In article <055b01c0c11f$d32f4010$6e0b4b89@munich>,
David Salisbury <[EMAIL PROTECTED]> wrote:
>Thanks Ian.  I was surprised the question seeded the discussion
>that it did.  You are "spot on" below on what I'm trying to do, and have
>used
>the method you describe below to basically emulate an rsh command.  But
>either my question was too vague or I'm missing something basic.
>
>What you discribed below is essentially a secure, passwordless, rsh command.
>But doesn't rsync *itself* use ssh to make the connection in order to
>compare
>the two files and directory structures?!??!  Or, does it use it's own port
>or something?
>
>If I can issue this ssh command without a passwd....
>
>  ssh -x -l some_user some.domain.com 'some command, (which i won't need for
>rsync)';
>
>then how can I make rsync use this ability for it's
>connection?!  Do I need to hack the source for this sort of thing?  Ugh.

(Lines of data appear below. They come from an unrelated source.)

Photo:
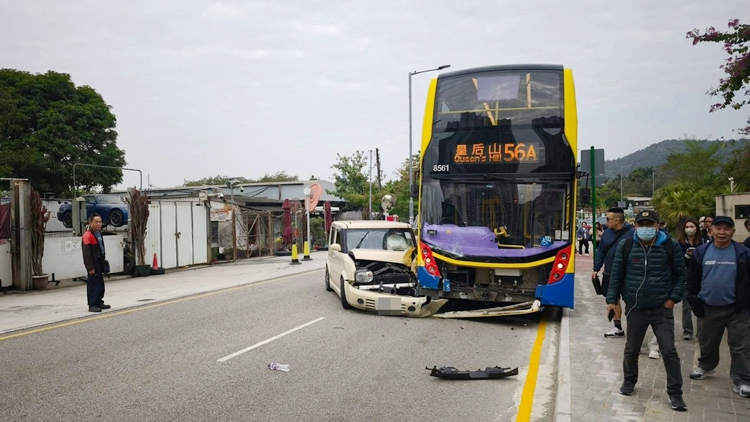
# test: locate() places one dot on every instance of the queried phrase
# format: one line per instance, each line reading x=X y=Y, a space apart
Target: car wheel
x=116 y=217
x=68 y=219
x=344 y=303
x=328 y=281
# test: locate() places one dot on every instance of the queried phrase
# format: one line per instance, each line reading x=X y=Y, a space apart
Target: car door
x=91 y=206
x=335 y=262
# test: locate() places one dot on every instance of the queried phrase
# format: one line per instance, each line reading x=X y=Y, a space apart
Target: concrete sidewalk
x=596 y=371
x=23 y=310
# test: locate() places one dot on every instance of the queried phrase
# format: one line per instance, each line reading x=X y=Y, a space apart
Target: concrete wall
x=6 y=272
x=63 y=256
x=725 y=205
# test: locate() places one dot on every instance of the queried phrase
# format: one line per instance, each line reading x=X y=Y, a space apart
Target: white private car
x=370 y=266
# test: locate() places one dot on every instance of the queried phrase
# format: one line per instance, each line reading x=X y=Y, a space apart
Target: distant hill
x=655 y=155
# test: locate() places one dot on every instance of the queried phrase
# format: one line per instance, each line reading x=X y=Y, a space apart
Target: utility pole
x=377 y=165
x=369 y=209
x=595 y=215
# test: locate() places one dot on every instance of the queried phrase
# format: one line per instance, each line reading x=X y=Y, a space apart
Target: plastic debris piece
x=278 y=366
x=449 y=372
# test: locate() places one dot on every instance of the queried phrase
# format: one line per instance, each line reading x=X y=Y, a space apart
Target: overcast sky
x=244 y=88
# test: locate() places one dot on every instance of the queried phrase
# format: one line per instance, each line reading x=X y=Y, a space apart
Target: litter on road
x=449 y=372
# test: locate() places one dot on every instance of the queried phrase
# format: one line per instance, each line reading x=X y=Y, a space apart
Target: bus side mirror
x=585 y=195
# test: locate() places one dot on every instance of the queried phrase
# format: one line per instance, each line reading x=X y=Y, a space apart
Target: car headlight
x=363 y=276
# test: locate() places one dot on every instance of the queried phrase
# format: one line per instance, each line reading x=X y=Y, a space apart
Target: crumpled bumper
x=391 y=304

I don't see the problem.  It should "just work".  (So long as you pass
"-e ssh" to rsync.)  If the above ssh command works without a password,
then the corresponding rsync command:

rsync -e ssh [EMAIL PROTECTED]:/path /path2

should also work without a password, in the same environment.

But note that if the *reason* the ssh command runs without a password
is that there's a user logged in to an ssh-agent, which is supplying
a key, then the rsync won't necessarily work unattended.  If you want
unattended access, you need to make a dedicated (and unprotected)
ssh key, as I outlined in my previous message.